Enclosure, Oldtown (Nethercross By.), Co. Dublin
Co. Dublin |
Enclosures
In a field in Oldtown, in the barony of Nethercross in north County Dublin, there is a ditched enclosure that nobody can quite date.
Diggers arrived in 2013 ahead of a proposed development, took a careful look, and came away with seashells and animal bone but nothing that would allow anyone to pin a century to the place. The enclosure itself is substantial, running roughly 60 metres north to south and 80 metres east to west, enclosed by a ditch some 3 metres wide and 1.5 metres deep. A ditched enclosure of this kind is essentially a defined area bounded by a cut trench, the upcast from which would typically have formed an accompanying bank, though the bank here is not described in the record. What was this place for? Domestic settlement, ritual use, agricultural management? The evidence recovered so far declines to say.
The excavation was conducted under licence number 13E0283 by McLoughlin in 2013, prompted by a development proposal on the land. What the dig turned up in the ditch fill, beyond the shells and bone, was an absence: no pottery, no metalwork, no coins, no organic material that could be sent for radiocarbon dating. The eastern side of the enclosure appears to have been damaged, possibly truncated over time by repeated ploughing, which would be consistent with the long agricultural use of this part of north Dublin. Nethercross was a medieval barony, and the landscape around Oldtown has layers of occupation reaching back well before the Norman period, though nothing in the current record connects this particular monument to any specific phase of that history. The seashells in the ditch fill are quietly intriguing. Oldtown lies some distance from the coast, which raises the question of how marine material came to be deposited here, whether as food waste, as part of some construction or liming activity, or simply through later disturbance.

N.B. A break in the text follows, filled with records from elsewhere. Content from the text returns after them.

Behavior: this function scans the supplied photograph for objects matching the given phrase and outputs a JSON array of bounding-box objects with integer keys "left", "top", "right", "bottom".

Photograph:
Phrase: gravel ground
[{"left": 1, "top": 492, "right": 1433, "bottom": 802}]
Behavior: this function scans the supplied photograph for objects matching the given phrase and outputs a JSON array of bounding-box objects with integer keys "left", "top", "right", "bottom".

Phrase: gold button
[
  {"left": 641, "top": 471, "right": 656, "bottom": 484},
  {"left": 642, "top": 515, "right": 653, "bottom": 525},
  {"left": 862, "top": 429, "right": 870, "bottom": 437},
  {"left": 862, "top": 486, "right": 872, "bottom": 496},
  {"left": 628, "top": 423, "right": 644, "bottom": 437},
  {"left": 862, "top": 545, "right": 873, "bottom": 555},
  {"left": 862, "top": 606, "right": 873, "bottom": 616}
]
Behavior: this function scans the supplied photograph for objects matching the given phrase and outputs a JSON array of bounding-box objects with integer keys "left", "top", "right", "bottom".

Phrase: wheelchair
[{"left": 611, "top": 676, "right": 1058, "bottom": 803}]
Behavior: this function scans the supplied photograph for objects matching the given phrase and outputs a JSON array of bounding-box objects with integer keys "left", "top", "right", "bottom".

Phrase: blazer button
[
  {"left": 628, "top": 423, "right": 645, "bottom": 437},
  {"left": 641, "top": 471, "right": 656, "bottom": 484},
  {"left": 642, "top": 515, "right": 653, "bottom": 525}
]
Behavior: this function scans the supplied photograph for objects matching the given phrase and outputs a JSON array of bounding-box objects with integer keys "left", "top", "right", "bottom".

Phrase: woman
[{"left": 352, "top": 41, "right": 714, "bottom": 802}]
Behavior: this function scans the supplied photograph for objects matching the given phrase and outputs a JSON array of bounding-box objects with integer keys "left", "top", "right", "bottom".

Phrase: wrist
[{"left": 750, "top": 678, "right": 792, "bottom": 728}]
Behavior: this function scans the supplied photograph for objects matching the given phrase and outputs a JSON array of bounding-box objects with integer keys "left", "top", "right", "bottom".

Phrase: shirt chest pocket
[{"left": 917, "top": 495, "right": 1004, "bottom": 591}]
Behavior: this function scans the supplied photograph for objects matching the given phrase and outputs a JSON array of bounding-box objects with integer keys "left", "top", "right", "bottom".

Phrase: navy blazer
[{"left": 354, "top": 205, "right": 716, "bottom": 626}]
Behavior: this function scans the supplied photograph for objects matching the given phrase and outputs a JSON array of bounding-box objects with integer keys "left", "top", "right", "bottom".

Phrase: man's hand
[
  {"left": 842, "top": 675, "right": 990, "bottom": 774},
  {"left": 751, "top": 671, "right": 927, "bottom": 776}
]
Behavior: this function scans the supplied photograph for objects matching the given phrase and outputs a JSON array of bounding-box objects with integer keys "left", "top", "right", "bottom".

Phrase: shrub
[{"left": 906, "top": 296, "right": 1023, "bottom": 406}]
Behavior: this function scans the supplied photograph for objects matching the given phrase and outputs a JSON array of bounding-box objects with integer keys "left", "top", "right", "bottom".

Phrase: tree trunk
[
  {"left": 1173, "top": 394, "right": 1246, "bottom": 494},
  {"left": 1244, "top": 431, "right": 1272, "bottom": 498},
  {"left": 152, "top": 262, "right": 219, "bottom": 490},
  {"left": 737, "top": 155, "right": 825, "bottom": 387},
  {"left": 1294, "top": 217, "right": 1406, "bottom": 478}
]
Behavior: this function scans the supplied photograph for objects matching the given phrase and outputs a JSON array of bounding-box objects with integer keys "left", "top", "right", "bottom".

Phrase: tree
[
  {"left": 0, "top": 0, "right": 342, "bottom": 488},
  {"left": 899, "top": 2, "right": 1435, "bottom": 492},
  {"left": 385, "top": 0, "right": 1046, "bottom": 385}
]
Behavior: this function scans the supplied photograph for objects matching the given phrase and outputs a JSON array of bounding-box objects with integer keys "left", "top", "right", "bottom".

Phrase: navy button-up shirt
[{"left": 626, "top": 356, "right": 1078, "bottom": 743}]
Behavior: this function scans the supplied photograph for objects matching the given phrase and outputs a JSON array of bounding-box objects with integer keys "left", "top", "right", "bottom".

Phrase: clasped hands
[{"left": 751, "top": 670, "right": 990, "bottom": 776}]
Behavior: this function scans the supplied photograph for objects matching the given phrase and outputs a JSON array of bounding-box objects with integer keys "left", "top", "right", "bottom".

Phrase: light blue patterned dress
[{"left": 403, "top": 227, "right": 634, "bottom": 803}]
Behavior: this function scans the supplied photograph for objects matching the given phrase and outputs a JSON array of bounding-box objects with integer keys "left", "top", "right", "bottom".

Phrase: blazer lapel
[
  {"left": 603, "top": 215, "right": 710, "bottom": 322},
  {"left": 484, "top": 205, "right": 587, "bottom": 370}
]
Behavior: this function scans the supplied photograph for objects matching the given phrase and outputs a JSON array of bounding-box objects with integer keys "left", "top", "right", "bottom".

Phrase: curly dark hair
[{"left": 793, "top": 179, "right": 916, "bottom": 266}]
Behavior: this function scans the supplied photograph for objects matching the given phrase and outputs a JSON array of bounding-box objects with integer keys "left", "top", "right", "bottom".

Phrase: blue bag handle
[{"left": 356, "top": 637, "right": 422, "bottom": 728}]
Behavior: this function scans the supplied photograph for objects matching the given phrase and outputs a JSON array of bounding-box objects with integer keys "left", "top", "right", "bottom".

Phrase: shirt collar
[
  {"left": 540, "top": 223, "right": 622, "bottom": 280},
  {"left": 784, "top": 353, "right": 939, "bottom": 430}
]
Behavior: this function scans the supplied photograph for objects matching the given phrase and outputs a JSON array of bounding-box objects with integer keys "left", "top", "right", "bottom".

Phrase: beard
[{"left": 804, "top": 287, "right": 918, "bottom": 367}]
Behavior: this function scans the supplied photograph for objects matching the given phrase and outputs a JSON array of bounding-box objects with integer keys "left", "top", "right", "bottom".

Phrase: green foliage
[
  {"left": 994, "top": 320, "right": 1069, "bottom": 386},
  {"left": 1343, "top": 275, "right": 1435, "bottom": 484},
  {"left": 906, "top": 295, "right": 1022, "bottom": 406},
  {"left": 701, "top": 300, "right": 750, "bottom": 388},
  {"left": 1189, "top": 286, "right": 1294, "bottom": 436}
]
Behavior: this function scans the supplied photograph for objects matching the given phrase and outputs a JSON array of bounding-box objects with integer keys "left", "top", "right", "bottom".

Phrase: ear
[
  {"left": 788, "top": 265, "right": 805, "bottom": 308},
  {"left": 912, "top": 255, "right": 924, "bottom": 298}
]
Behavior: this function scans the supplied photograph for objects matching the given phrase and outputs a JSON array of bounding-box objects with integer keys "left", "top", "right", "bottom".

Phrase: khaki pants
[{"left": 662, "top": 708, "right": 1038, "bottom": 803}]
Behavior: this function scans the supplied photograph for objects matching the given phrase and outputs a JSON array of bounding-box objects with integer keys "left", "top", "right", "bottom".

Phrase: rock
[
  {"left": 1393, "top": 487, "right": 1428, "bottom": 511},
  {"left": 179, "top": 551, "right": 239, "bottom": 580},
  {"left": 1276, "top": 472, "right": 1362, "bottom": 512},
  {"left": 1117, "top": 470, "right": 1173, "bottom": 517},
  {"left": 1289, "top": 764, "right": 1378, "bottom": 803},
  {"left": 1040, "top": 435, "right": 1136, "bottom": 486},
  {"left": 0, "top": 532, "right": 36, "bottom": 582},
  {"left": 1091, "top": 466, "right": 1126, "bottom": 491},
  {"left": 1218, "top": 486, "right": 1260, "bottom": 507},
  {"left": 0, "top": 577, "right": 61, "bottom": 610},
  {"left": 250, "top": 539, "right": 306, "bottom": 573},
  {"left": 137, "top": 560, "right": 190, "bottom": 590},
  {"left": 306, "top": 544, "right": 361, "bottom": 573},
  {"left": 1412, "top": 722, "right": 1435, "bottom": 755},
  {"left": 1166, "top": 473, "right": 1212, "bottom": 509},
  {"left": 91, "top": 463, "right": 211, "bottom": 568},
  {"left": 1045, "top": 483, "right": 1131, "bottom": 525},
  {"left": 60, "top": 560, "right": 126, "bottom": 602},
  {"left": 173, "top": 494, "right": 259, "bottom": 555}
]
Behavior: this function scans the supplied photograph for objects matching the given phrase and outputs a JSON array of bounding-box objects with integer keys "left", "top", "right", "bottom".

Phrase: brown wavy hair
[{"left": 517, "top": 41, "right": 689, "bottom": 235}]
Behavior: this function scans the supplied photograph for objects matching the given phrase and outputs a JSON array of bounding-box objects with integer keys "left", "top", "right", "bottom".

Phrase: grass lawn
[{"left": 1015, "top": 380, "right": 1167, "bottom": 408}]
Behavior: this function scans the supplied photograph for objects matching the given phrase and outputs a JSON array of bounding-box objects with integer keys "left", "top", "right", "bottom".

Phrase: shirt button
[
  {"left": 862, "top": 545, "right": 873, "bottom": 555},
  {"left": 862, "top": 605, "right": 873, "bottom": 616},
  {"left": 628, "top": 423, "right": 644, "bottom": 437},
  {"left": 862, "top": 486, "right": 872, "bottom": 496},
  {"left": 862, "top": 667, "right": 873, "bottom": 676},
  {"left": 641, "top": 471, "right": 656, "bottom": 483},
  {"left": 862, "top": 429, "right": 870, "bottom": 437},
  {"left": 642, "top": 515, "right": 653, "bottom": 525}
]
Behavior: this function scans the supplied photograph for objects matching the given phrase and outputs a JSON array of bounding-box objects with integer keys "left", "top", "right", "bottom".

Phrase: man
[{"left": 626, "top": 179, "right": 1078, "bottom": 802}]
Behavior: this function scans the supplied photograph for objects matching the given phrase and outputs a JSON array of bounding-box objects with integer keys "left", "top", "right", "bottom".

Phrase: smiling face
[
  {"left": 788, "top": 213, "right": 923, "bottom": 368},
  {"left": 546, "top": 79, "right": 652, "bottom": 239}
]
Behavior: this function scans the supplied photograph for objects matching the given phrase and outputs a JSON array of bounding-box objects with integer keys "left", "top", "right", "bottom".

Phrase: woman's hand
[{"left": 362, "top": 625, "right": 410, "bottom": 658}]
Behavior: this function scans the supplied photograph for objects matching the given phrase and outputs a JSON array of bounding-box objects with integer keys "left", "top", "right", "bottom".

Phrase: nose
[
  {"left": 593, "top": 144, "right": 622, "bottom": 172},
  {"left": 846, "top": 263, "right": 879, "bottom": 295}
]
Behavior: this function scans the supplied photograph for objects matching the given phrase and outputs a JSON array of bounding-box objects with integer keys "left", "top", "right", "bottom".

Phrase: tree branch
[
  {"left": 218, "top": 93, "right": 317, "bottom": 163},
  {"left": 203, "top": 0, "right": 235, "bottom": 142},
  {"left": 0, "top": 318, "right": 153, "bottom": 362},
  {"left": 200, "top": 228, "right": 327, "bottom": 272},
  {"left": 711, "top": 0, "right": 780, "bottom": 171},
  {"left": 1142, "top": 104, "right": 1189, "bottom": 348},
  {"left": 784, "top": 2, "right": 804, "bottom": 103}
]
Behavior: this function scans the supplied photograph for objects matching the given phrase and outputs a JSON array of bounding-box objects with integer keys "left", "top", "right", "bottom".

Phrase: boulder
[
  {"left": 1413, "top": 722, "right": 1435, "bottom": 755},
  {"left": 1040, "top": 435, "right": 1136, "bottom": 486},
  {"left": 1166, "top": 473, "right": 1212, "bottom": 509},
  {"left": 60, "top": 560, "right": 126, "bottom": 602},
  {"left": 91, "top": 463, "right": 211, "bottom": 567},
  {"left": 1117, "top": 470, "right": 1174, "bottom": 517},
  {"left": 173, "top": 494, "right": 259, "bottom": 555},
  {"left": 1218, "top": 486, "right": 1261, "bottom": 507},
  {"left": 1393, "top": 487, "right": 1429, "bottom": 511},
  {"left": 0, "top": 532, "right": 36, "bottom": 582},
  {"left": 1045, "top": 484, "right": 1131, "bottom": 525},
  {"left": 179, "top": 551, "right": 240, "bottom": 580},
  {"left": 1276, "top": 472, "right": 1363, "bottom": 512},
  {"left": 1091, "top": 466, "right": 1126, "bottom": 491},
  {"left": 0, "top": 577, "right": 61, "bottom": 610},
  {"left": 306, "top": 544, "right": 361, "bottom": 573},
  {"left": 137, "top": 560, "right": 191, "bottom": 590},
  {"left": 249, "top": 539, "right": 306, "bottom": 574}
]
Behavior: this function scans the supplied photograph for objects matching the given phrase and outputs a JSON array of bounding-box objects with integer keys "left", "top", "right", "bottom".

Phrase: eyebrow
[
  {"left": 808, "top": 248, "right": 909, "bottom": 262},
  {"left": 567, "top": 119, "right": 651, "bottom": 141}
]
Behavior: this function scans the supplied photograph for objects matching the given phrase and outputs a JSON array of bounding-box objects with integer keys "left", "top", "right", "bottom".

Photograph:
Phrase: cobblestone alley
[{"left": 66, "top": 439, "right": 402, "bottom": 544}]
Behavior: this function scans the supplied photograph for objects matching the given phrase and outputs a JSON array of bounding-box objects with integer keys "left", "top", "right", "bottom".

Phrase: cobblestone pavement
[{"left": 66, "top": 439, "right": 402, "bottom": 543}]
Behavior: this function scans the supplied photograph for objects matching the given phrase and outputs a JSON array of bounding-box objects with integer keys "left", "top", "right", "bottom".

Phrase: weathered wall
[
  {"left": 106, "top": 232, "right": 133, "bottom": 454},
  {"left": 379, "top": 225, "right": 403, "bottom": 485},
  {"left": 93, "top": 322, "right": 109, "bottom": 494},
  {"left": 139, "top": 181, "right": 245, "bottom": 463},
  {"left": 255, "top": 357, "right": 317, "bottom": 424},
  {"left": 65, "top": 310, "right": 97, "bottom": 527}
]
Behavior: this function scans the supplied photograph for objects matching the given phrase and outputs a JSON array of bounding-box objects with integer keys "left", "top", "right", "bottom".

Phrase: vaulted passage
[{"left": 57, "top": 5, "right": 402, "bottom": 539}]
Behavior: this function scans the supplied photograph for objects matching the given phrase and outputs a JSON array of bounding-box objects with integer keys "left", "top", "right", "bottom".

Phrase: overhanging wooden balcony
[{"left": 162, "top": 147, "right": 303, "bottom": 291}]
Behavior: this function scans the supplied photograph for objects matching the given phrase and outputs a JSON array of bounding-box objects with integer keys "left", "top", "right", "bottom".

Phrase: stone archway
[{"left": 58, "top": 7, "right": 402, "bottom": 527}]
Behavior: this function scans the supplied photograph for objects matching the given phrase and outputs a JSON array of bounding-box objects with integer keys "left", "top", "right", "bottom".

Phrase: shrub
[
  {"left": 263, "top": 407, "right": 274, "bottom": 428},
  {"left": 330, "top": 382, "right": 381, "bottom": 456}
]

The monument was preserved in situ after the development proposal was redesigned to avoid it, which means the enclosure remains underground and largely unexamined. There is no visitor infrastructure, no marker, and no public access to speak of. The site sits in agricultural land, and the enclosure itself would not be visible at ground level. For anyone researching the archaeology of north County Dublin, the excavation report by McLoughlin and the licence record held by the National Monuments Service are the most direct routes into what is known, and what conspicuously is not.